Portrait of Manu Chao

05 septembre 2001
02m 24s
Ref. 00401

Information

Summary :

The day after the Manu Chao concert at La Halle de la Villette in Paris, portrait of a political musician with global success, a symbol of anti-globalisation. Commentary over images by Manu Chao in Mexico at Tijuana and an extract from the music video from Me gustas tu mixed with comments from the audience and interviews with Manu Chao, first in Mexico to talk about the sounds that he's created, then in Gênes in July 2001 where he denounces a certain economic dictatorship of the moment.

Media type :
Broadcast date :
05 septembre 2001
Source :
Personnalité(s) :
Themes :

Context

Born the 21st of June 1961 to Spanish parents, Manu Chao - having just graduated - threw himself into music, participating actively in a multitude of groups renewing the French rock scene at the beginning of the 80s. A mixed influence of punk, rockabilly, reggae and latin music, Chao accompanied by his brother Antoine, founded Mano Negra in 1987 who, with a handful of records (Patchanka in 1988, King of Bongo in 1991 and Casa Babylon in 1994) impose themselves as the spearhead of alternative French rock.

It was with the breakup of the group in 1994 that Manu Chao decided to launch a solo career. At the end of a long trip around the world (Africa and South America), he released in 1998 Clandestino, an album in the form of a logbook placed under the sign of hybridisation and crossbreeding of styles. This music both intimate and open for all cultures of the world found its audience (the album sold over 3 million copies) and Chao became not only an internationally recognized artist but, progressively more implicated in the alter-globalist movement, a sort of counterculture icon, notably in South America.

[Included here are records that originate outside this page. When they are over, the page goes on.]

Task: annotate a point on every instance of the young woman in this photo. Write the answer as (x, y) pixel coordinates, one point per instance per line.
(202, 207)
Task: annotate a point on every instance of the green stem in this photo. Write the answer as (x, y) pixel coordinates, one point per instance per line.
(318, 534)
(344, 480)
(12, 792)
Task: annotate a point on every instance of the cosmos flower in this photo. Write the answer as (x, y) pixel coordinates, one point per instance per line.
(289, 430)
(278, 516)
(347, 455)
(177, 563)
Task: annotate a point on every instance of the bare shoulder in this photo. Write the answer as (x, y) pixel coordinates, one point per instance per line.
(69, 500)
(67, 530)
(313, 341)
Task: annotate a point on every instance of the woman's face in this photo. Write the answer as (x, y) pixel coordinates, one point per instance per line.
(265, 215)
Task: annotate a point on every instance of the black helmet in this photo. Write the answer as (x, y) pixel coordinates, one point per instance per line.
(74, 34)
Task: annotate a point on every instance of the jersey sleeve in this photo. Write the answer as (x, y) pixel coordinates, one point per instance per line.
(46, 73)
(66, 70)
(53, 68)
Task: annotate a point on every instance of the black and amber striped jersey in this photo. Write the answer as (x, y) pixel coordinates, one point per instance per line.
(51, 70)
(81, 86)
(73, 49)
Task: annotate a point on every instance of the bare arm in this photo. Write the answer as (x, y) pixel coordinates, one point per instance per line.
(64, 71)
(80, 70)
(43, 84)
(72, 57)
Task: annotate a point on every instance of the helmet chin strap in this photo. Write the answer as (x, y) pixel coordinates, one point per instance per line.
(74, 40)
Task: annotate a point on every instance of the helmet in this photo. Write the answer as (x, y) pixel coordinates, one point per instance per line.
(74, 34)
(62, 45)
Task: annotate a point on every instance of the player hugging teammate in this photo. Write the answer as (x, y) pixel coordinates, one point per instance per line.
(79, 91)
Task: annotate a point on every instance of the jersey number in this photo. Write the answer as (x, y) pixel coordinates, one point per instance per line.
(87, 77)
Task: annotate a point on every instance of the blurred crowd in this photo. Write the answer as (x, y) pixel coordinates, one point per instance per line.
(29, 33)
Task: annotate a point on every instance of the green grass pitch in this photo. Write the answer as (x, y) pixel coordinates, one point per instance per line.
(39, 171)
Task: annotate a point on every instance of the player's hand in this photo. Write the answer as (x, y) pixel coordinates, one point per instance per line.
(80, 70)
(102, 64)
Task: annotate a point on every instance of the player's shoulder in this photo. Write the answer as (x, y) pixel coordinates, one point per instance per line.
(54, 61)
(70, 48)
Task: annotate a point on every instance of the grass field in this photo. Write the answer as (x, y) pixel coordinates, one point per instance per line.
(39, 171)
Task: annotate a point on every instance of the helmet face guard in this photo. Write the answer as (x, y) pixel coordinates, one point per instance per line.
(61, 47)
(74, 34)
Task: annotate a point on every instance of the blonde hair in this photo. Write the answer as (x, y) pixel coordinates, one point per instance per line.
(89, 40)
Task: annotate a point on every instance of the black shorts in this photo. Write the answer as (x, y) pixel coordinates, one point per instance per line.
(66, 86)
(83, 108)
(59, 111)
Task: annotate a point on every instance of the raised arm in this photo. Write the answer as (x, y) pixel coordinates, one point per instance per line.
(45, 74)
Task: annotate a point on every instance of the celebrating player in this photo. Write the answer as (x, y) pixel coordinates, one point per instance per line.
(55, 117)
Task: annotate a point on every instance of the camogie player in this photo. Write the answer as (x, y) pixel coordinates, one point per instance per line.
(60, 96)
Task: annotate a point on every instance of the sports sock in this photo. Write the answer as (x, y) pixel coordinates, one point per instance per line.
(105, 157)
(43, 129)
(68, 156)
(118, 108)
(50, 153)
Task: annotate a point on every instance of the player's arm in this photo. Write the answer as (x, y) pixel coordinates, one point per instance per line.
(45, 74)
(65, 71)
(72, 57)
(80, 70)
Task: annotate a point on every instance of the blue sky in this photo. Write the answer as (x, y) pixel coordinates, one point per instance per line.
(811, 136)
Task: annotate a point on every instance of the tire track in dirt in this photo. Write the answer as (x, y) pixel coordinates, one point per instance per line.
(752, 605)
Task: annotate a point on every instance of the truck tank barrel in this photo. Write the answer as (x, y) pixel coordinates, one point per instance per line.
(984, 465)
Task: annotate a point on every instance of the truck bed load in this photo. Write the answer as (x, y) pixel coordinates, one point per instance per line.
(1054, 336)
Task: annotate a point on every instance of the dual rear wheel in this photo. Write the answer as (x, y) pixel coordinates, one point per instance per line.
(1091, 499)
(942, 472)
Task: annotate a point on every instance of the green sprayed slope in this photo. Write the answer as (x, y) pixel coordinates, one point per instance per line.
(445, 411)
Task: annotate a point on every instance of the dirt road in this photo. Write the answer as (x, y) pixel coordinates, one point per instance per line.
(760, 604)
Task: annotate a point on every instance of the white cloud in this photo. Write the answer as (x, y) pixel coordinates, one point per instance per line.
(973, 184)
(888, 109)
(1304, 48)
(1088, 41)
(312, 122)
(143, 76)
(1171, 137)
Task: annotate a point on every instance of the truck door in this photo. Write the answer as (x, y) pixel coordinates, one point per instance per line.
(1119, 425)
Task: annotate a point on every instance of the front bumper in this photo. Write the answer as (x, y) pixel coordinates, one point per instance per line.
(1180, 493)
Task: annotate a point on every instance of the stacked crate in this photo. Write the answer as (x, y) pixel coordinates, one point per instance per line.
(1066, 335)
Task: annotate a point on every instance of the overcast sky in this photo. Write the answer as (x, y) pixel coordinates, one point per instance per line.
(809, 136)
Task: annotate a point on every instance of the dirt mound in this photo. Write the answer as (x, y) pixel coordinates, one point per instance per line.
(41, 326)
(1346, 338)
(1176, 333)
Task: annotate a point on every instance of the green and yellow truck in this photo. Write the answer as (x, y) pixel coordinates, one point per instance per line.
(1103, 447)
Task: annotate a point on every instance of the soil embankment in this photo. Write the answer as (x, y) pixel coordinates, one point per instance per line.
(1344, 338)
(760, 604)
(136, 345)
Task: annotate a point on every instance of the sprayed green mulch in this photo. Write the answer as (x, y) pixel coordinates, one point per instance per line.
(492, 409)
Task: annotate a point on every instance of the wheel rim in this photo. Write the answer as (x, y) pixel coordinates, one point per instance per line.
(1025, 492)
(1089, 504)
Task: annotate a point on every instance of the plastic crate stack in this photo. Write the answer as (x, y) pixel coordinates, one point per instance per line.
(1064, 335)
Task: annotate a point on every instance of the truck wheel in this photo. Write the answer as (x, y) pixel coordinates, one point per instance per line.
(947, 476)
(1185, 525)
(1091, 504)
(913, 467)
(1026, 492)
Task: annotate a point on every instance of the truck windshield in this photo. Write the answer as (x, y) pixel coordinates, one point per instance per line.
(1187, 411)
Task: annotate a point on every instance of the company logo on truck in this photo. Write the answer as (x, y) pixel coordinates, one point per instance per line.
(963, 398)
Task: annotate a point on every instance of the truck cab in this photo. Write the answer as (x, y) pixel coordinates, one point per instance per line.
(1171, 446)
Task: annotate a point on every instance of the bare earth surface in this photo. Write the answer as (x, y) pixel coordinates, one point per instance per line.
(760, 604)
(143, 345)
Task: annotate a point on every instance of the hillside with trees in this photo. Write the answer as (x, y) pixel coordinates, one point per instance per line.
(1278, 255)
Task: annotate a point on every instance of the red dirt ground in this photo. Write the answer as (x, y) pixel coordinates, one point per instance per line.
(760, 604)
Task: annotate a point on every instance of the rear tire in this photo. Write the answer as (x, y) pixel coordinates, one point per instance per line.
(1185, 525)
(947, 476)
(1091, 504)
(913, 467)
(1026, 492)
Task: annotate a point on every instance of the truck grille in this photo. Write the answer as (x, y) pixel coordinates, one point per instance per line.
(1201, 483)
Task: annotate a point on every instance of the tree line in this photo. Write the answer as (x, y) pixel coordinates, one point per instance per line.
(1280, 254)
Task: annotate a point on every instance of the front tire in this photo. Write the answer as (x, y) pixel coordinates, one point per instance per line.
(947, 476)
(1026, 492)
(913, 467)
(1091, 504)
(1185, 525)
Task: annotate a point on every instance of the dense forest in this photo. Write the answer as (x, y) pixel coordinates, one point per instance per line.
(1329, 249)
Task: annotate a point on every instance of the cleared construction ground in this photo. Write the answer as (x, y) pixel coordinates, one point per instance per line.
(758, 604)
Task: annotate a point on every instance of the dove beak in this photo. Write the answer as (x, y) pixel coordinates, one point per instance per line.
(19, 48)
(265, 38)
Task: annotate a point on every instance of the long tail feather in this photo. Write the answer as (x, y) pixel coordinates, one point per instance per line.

In 2001 Chao released the album Proxima Estacion: Esperanza, the natural progression of Clandestino and headed out on the roads of the whole world with his group Radio Bemba. His last album La Radiolina, a lot more rock and electric, seems to tie in with the Mano Negra spirit once again.

Stéphane Ollivier

Transcription

Elise Lucet
He's a citizen of the world that rallies against globalisation. But he doesn't use slogans, just songs. In a few months, Manu Chao has become a symbol, and his last album was a planetary success. He sold more than a million and a half copies of it, his concerts are sold-out. He was in Paris last night after a tour throughout France that lasted over four months. Sabine Gorny, Jean-Pierre Heckman.
(Music)
Sabine Gorny
His distinctive trait, that strange bonnet and the very singular telescoping of sounds. Manu Chao, he's Latin tempo in the flesh. A music that's coloured with the sun, reggae, salsa and fiesta.
Speaker
Very danceable, I mean, in great shape, alive, really alive. It was great, we leave with a smile on our face. A door to the world, the trip. Look at that, the people don't want to go, I don't care, I have my sleeping bag.
Sabine Gorny
It's the story of a great traveller, quite handy playing with rhythms and words. Paris was too small for him, so he hit the road: Rio, Mexico, searching for bizarre sounds, musical passports.
(Music)
Manu Chao
I bring a small microphone and I record here and there, or from videos or from the radio, from the television, or people talking in a bar, or people that are telling me stories. I take things on the spot and fiddle with them.
(Music)
Sabine Gorny
A planetary success, but this warrior of words is able to juggle with popular music, solidarity and revolution. No more than a hundred twenty francs for a concert ticket. Like in the good old days of militant alternative rock music, he has chosen his side. In Gênes, he sang for free next to demonstrators.
Manu Chao
There's a certain economic dictatorship going on right now in the world, and this massive dictatorship isn't good for my kids, nor for the future of anyone's kids. If we keep this up, it will be a collective suicide.
(Music)
Manu Chao
Through the strength of things, I'm in the process of becoming more and more of a symbol of all this. I'm on the covers of anti-globalisation newspapers, bam! my face.
Sabine Gorny
With more than four million albums sold, Manu Chao still remains at the core of this business system that he never ceases to denounce. And in order to not recover after his tour, the globe-trotting, singing citizen is going to slip away, he's got other people to visit elsewhere.